Несколько подержанных книг в бумажных обертках лежало на одеяле: когда Сара приподняла занавеску, мистрисс Тревертон приказала убрать их. Это были театральные пьесы, в некоторых местах подчеркнутые чернилами, с выносками на полях и с отметками сценических входов, выходов и положений. Слуги, разговаривавшие на кухне о занятиях их госпожи до замужества, не были обмануты ложным слухом: капитан, пережив первую пору юности, действительно взял себе жену с бедных подмостков провинциального театра, два года спустя после ее первого дебюта. Подержанные старые пьесы составляли некогда всю ее драгоценную драматическую библиотеку и всегда, как добрые старые знакомые, составляли предмет ее нежного попечения, а в последнее время болезни они не сходили с постели.

Отложив книги, Сара воротилась к своей госпоже; ее лицо выражало не печаль, а какой-то дикий ужас; губы раскрылись, она хотела что-то сказать, но мистрисс Тревертон взяла ее за руку.

— Заприте двери, — сказала она тем же слабым, но решительным голосом. — Заприте двери и не впускайте никого, пока я вас не отпущу.

— Никого? — повторила робко Сара. — Даже доктора? Даже вашего супруга?

— Ни доктора, ни даже мужа, — проговорила мистрисс Тревертон, указывая на дверь. Рука ее была слаба, но и в слабом ее движении был полный приказ.

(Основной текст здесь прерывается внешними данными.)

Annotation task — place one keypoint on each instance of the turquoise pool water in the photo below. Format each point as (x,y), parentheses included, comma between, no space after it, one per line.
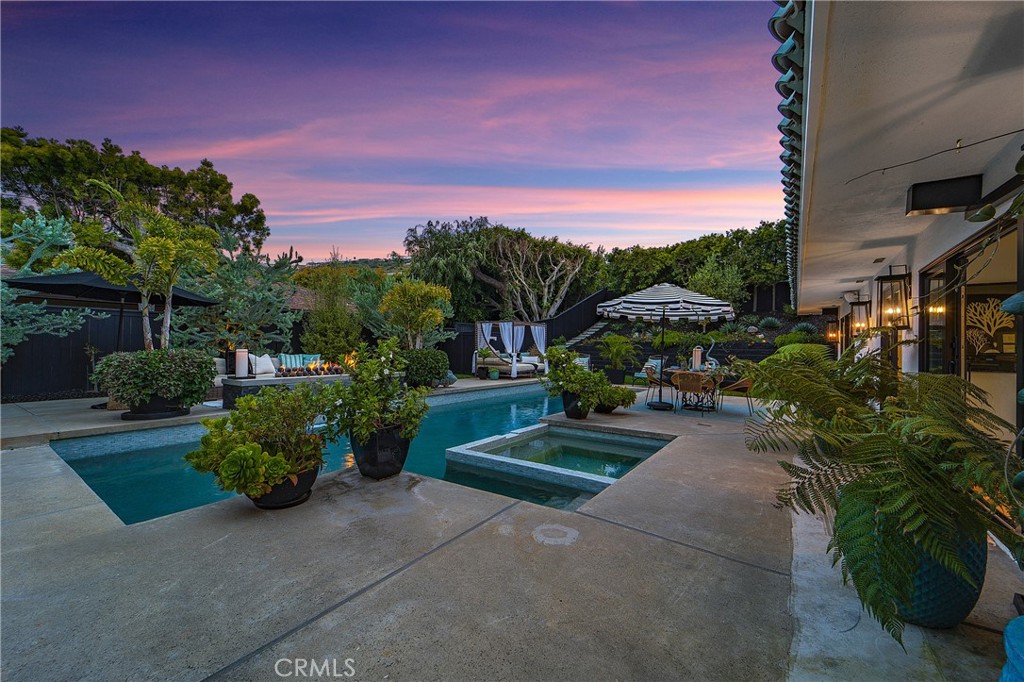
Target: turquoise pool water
(142,475)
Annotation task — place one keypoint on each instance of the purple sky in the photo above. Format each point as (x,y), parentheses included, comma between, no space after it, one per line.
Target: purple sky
(612,124)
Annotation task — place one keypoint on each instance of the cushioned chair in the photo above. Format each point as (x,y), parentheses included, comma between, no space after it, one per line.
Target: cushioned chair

Сара заперла дверь, воротилась нерешительно к постели, вопросительно подняла большие, неподвижные глаза на свою госпожу и вдруг, нагнувшись к ней, прошептала:

— Вы сказали вашему мужу?

— Нет, — ответила больная. — Я послала за ним с тем, чтобы сказать ему, — слова у меня не сходили с губ, — мне поражала самую душу, Сара, одна мысль о том, как бы лучше открыть ему… я так люблю, так нежно люблю его!.. И все-таки я бы сказала ему, если бы он не заговорил о ребенке. Сара! Он только и говорит, что о ребенке: это наставило меня молчать.

Сара с полным и странным для самой невзыскательной госпожи забвением обоюдных отношений при первом слове мистрисс Тревертон упала в кресло, закрыла лицо дрожащими руками и простонала: «О, что будет! Что теперь будет!»

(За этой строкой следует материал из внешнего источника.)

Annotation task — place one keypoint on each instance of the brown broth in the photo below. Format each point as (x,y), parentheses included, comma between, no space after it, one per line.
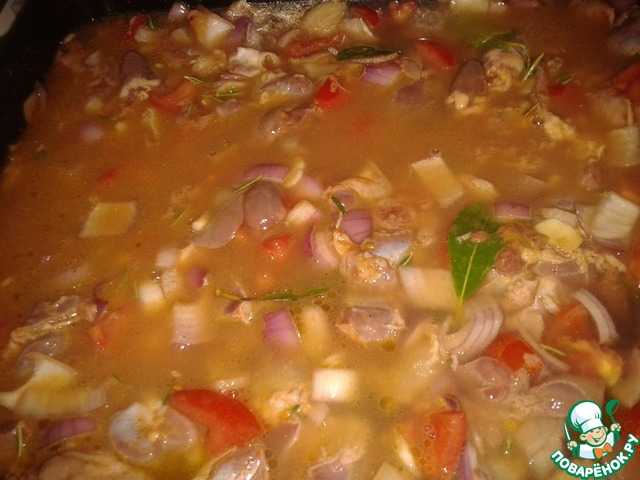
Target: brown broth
(177,174)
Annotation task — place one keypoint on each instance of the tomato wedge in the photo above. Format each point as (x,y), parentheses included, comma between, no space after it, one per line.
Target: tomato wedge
(514,352)
(230,423)
(439,438)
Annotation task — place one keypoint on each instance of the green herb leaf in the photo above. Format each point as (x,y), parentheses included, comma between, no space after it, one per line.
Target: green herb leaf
(248,185)
(406,261)
(473,244)
(284,295)
(362,52)
(497,40)
(531,67)
(565,79)
(196,80)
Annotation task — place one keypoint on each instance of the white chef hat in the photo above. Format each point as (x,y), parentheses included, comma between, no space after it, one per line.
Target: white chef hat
(585,416)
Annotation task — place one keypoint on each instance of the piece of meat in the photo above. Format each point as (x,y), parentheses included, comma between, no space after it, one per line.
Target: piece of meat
(137,77)
(367,324)
(48,317)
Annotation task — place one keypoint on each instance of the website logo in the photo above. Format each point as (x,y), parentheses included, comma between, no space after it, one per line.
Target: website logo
(590,439)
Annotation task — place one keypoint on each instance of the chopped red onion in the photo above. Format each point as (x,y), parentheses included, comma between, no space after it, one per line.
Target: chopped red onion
(222,226)
(383,74)
(60,430)
(269,172)
(280,328)
(505,210)
(604,323)
(484,323)
(357,225)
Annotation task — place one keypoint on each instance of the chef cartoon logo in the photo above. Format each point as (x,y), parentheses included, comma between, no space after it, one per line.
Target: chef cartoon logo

Глаза мистрисс Тревертон заблестели мягко и нежно, когда она стала говорить о любви своей к мужу. Несколько минут она лежала молча; по ее ускоренному трудному дыханию, по болезненно сдвинутым бровям было видно, что ею овладело сильное волнение. С трудом повернула она голову к креслу, на котором сидела ее горничная, и сказала еле слышным на этот раз голосом:

— Подайте мне мое лекарство, — сказала она. — Мне его нужно.

Сара вскочила и с инстинктивной быстротой послушания отерла катившиеся по щекам слезы.

— Вам нужно доктора, — заметила она. — Позвольте, я позову доктора.

— Нет! Лекарства; дайте мне лекарства!

— Какую склянку? С опиатом, или…

— Нет. — Не с опиатом. Другую.

Сара взяла со столика склянку, посмотрела на сигнатурку и заметила, что еще не время принимать это лекарство.

— Дайте мне пузырек.

— Ради Бога, не просите! Подождите, умоляю вас. Доктор сказал, что это лекарство хуже чем дурман, ежели часто принимать.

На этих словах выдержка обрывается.